Model Size	Avg Performance	Cost/1M Tokens
Small (100M)	46.2%	$0.01
Base (350M)	49.8%	$0.05
Large (1B+)	53.7%	$0.10

2-3x size = +3-4% performance

Domain-Specific Models

Fine-tuned domain models outperform general models in-domain:

Medical retrieval:

General model: 48.3%
Med-tuned model: 61.7% (+27.7%)

Code search:

General model: 44.1%
Code-tuned model: 58.9% (+33.5%)

Recommendation: Fine-tune for specialized domains.

Using BEIR 2.0

Installation

DEVELOPERbash
pip install beir==2.0.0

Example

DEVELOPERpython
from beir import util
from beir.datasets.data_loader import GenericDataLoader
from beir.retrieval.evaluation import EvaluateRetrieval

# Load dataset
dataset = "msmarco-v2"  # or any BEIR 2.0 dataset
data_path = util.download_and_unzip(url, "datasets")

corpus, queries, qrels = GenericDataLoader(data_path).load(split="test")

# Evaluate your model
retriever = YourRetriever()

results = retriever.retrieve(corpus, queries)

# Standard metrics
eval = EvaluateRetrieval()
metrics = eval.evaluate(qrels, results, k_values=[1, 3, 5, 10, 100, 1000])

print(f"NDCG@10: {metrics['NDCG@10']}")
print(f"Recall@1000: {metrics['Recall@1000']}")

Adversarial Evaluation

DEVELOPERpython
# Load adversarial test set
corpus, queries, qrels = GenericDataLoader(data_path).load(
    split="test-adversarial"
)

# Evaluate
adv_metrics = eval.evaluate(qrels, results, k_values=[10])
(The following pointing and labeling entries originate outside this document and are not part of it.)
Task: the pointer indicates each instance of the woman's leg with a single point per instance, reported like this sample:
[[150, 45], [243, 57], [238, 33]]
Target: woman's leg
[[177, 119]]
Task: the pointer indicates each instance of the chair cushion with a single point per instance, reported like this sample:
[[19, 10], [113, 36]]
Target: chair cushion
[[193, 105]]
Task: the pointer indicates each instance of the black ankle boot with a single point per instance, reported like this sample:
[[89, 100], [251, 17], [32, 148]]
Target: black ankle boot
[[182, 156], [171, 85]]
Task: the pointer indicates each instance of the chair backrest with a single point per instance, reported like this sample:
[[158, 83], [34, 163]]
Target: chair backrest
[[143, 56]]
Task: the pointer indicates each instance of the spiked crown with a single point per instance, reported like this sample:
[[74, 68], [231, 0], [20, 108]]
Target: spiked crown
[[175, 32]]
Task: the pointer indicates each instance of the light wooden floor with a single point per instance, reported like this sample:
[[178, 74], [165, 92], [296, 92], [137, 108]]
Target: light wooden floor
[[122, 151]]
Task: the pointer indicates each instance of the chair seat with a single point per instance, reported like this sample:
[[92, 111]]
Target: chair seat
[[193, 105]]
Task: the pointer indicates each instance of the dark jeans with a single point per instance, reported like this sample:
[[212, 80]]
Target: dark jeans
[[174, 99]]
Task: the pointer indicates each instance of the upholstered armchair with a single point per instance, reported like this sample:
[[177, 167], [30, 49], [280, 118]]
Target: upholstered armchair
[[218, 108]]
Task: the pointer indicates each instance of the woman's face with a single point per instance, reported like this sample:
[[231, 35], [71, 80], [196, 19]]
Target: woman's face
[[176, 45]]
# Compare standard vs. adversarial
print(f"Standard: {metrics['NDCG@10']}")
print(f"Adversarial: {adv_metrics['NDCG@10']}")
print(f"Robustness gap: {metrics['NDCG@10'] - adv_metrics['NDCG@10']}")

Implications for RAG

What Changed

Higher bar: BEIR 2.0 is harder; expect lower absolute scores
Adversarial robustness matters: Real queries are adversarial
Domain adaptation critical: General models struggle on specialized domains
Hybrid declining: Dense models closing gap with BM25

Recommendations

Benchmark on BEIR 2.0: More realistic than v1
Test adversarial splits: Measures robustness
Consider domain fine-tuning: Large gains in specialized fields
Track Recall@1000: Critical for two-stage retrieval
Monitor latency: Speed matters in production

Future Plans

BEIR team announced:

Quarterly updates with new datasets
Multilingual expansion (currently English-only)
Multimodal retrieval (images, tables)
Real-user query distribution
Continuous leaderboard updates

Resources

Website: beir.ai
Paper: "BEIR 2.0: A Heterogeneous Benchmark for Zero-shot Evaluation of Information Retrieval Models"
GitHub: github.com/beir-cellar/beir
Leaderboard: beir.ai/leaderboard

Conclusion

BEIR 2.0 raises the bar for retrieval evaluation with more realistic and challenging test scenarios. Systems optimized for BEIR 1.0 should be re-evaluated to ensure they handle adversarial queries and domain shifts effectively.